Aunque Estados Unidos, el estandarte de la libertad y la democracia, no ha ratificado la Convención Americana sobre Derechos Humanos, la principal sede de la OEA, el organismo clave —en teoría— para dirimir conflictos y fortalecer la paz en el continente, se encuentra en Washington, a miles de kilómetros de distancia, y también ideológicos, de los cambios suscitados en el continente y de sus procesos políticos.
Su más reciente y vergonzosa actuación la protagonizó en Bolivia, luego de que su Secretario General, Luis Almagro, se prestara a encabezar una miserable operación política y mediática para fraguar la narrativa de un fraude y propiciar el golpe de Estado contra Evo Morales en noviembre de 2019. En junio de 2020, después de ser partícipe, el periódico The New York Times reconoció que el análisis de la OEA “era deficiente” y que no existía una evidencia estadística del supuesto fraude. Vale decir que fue bastante ingenuo, por decir lo menos, pensar que la OEA podría resolver democráticamente dicha crisis con una auditoría del proceso electoral.
El Grupo de Lima ha sido otro de sus grandes fracasos; una creación paralela para “cumplir” con lo que como organización ya no pudieron cargar: asfixiar a Venezuela, lejos de la conciliación, los estatutos, y el principio de respeto a la soberanía, y en una hazaña ridícula, reconocer a Juan Guaidó como presidente.
La OEA nunca ha sido eficiente, incluso en los momentos de mayor hegemonía e imposición de la política estadunidense, precisamente eso hacía su papel todavía más irrelevante. Hoy funciona como la palestra de las frustraciones y obsesiones de su Secretario General.

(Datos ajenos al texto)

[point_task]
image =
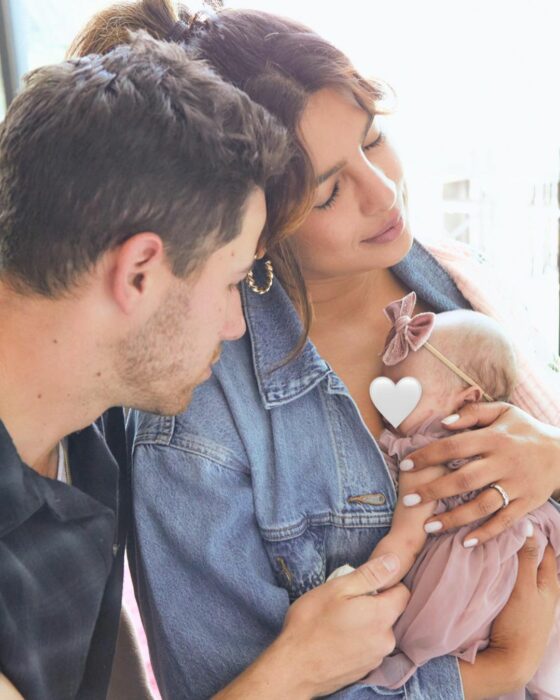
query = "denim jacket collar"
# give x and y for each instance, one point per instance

No se equivoca el presidente López Obrador al sugerir la necesidad de sustituir a la OEA por un organismo verdaderamente autónomo, lejos del norte y más cerca del Río Bravo. Pese a los esfuerzos emprendidos desde la segunda mitad del siglo XX, no hemos logrado avanzar como bloque regional en una estructura duradera de cooperación e integración para ser un actor unificado en el escenario internacional.
Los países latinoamericanos seguimos siendo vecinos lejanos, que no se conocen, que no se hablan entre sí. Estamos muy lejos de actuar como un solo actor en el sistema internacional, aun en los temas de interés común. Sin embargo, replantear la naturaleza, o incluso, la existencia, de quienes intentan representarnos como bloque es un buen comienzo. La OEA tuvo su momento para revolucionarse y no lo hizo. No pueden seguir dictándonos desde Washington cómo vivir. Después de eso, parece que solo le queda desaparecer.